Power diodes are made in wafer sizes from 3 mm diameter -- typical of the six power diodes in every automobile alternator -- to more than 75 mm diameter.

Unfortunately, many power control companies rely on limited-life, low-cost fans with lifetimes of three to four years to ensure continued operation of an SCR-controlled device. The same companies may also rely on computer models such as computational fluid dynamics (CFD) to determine whether a heat sink is adequate.

One power control systems manufacturer asked software companies specializing in electronic heat transfer CFD software to profile a simple 4" channel design heat sink to determine how accurate the software can be. Most programs were unable to come within 10 percent to 15 percent of actual temperatures of a 15 A heat sink. Some machine run times exceeded 10 minutes.

The results of these informal experiments suggest that to use a computer while designing an aluminum or copper heat sink would be very helpful to ensure you did not have to spend the money for an extruder die change. The study of laminar airflow, however, is more difficult because of the low natural convection velocities up to the transition from laminar to turbulent flow. (This normally occurs at a Reynolds number less than 1 million). Most CFD heat transfer programs assume forced airflow.

In addition, be careful when considering heat sinks sold in catalogs. All devices that become part of your power control solution should be tested to ensure that they meet the advertised ratings.
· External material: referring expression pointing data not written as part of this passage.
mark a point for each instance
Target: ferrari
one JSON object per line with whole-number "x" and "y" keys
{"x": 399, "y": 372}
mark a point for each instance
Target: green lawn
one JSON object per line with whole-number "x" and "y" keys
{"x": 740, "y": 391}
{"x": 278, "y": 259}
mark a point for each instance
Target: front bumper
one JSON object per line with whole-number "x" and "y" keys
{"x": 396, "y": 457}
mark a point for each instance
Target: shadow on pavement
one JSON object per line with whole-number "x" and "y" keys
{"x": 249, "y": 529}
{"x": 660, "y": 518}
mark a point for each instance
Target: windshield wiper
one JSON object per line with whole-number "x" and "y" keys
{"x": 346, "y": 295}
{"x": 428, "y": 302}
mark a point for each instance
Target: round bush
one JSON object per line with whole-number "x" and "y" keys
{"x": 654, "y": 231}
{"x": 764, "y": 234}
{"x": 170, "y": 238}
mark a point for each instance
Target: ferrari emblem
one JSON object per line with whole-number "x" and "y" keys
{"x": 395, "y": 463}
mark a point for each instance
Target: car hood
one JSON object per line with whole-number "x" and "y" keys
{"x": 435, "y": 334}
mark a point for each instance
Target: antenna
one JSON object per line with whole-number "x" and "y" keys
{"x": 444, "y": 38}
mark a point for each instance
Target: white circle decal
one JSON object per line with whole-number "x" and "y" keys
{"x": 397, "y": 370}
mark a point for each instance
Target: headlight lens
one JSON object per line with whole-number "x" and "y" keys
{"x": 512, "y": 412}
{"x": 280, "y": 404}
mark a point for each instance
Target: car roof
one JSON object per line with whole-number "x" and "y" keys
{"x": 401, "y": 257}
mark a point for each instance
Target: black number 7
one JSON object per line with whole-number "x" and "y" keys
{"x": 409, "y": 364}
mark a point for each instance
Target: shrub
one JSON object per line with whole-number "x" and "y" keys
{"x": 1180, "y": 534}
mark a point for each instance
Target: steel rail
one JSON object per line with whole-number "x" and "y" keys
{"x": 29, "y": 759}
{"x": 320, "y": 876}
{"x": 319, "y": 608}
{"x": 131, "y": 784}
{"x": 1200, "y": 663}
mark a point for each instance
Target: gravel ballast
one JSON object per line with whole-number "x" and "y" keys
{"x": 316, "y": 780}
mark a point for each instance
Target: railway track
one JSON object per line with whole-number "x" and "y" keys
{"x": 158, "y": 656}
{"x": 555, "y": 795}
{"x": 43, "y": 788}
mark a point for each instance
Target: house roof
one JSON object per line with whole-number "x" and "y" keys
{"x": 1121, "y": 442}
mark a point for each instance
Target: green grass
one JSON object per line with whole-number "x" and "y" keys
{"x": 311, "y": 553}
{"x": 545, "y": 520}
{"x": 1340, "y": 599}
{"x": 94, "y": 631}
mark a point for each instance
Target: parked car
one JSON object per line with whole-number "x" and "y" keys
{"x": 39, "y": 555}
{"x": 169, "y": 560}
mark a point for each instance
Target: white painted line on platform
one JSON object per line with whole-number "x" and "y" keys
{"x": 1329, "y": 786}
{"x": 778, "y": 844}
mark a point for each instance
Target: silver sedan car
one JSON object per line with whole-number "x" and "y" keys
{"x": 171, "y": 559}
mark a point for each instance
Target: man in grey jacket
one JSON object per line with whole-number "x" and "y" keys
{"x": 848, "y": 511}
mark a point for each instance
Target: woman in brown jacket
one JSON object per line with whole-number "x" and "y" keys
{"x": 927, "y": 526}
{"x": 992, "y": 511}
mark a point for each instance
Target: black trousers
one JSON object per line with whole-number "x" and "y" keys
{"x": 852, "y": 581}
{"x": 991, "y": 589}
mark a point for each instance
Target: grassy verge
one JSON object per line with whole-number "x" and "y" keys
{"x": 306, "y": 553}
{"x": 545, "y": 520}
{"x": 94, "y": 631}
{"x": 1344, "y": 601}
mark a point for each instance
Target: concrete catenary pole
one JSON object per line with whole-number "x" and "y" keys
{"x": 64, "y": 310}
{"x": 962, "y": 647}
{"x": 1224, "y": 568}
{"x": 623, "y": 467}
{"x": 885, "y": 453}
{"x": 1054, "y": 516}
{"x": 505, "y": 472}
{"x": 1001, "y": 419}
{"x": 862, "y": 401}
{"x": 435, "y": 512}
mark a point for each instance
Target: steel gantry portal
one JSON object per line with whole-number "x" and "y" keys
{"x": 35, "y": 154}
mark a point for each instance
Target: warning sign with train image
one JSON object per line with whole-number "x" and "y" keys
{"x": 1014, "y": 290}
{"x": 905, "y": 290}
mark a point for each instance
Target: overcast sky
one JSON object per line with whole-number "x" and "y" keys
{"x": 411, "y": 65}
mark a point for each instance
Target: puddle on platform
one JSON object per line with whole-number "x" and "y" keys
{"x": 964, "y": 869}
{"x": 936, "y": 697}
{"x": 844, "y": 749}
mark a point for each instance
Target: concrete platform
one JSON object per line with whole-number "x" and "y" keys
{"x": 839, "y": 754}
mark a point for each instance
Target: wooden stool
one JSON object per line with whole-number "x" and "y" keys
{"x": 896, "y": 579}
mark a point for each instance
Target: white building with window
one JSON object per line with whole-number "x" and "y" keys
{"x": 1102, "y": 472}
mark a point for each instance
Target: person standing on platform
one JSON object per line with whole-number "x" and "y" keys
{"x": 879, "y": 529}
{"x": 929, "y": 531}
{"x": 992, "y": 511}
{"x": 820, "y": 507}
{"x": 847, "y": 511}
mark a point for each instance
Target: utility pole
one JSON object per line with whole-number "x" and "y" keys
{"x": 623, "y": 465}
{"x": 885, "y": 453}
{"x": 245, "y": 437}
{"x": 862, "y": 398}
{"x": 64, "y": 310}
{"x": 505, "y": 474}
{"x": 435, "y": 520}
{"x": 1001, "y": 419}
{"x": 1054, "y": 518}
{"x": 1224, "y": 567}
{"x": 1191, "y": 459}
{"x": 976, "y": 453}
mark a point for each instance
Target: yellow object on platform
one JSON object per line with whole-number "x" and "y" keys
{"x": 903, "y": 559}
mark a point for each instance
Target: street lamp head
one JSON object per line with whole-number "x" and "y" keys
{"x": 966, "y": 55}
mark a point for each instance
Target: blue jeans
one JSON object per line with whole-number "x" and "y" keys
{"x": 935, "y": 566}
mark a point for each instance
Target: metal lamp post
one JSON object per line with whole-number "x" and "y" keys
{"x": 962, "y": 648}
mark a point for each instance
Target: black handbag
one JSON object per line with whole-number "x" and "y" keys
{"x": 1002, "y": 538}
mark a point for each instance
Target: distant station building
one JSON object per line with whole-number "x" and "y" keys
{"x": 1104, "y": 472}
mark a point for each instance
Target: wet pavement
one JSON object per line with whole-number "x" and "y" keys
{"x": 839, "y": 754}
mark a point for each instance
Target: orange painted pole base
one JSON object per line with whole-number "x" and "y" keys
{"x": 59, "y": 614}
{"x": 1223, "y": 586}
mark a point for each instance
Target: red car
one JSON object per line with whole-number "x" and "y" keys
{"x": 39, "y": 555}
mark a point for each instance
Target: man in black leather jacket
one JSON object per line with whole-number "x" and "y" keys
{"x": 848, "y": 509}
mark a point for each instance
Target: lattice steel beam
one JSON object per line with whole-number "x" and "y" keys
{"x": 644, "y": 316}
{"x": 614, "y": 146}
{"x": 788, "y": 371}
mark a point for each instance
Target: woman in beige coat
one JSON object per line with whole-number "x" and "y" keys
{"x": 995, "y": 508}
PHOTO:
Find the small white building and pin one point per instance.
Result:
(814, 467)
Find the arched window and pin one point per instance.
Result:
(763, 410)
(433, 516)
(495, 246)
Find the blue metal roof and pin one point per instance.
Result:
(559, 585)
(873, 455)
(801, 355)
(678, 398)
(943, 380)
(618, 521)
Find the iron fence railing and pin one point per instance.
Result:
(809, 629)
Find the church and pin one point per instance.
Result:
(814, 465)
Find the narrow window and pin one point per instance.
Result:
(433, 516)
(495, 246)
The well-known laminar flow principles of construction have been developed over a 50-year time span -- NACA laminar flow airfoils were first applied to the P-51 before WWII -- of SCR power control manufacturing. Effective heat sinks used in power control schemes have been developed right alongside the controls for minimum weight and maximum heat transfer. Don’t overlook their essential role in protecting and extending your equipment’s life.

Reference
1. General Electric. SCR Manual, 1979.